Puis en 1987 (?) le CRAY 1 fut remplace par un CRAY 2 (quadriprocesseur, 250 MHz et 2 Go de mémoire centrale) sous UNIX.
Tous ces équipements étaient raccordés entre-eux à l'aide d'un réseau HyperCanal (50 Mb/s). Ils nécessitaient de plus des salles climatisées,
des faux-planchers, des onduleurs et des batteries de secours.

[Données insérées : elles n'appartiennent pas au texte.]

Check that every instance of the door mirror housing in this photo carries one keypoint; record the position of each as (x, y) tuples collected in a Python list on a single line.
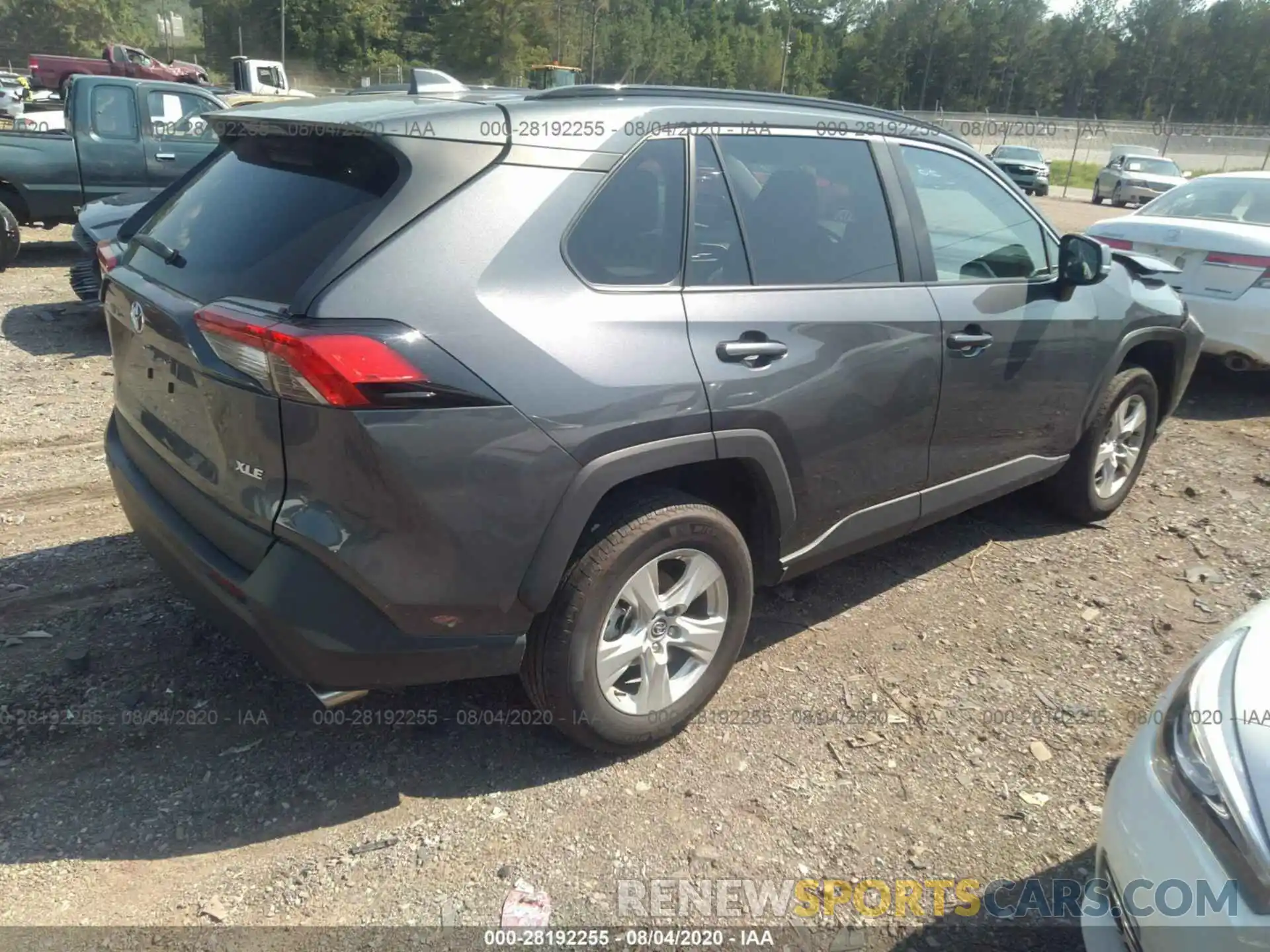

Et précaution ultime, le super-ordinateur (CRAY 1 puis CRAY 2) était au sous-sol de l'aile 0, à l'intérieur d'une immense cage de Faraday
(secret défense oblige...).
Il convient de remarquer que les performances (en vitesse et capacité de stockage) de l'ensemble de ces équipements
étaient très inférieures à celles de n'importe quel ordinateur portable d'aujourd'hui que l'on peut emmener en promenade et
acquérir pour quelques centaines d'Euros (je crois me souvenir que le CRAY 2 seul avait couté 170 millions de Francs !).
- [05]
En plus de Jean-Claude Nédélec et Pierre Vasseur,
je tiens aussi à remercier très chaleureusement
Maurice Bernard,
Michel Petit,
Jean-Pierre Poitevin,
et Jean-Gabriel Rémy
qui eux-aussi m'ont toujours soutenu même dans mes activités extra-scientifiques.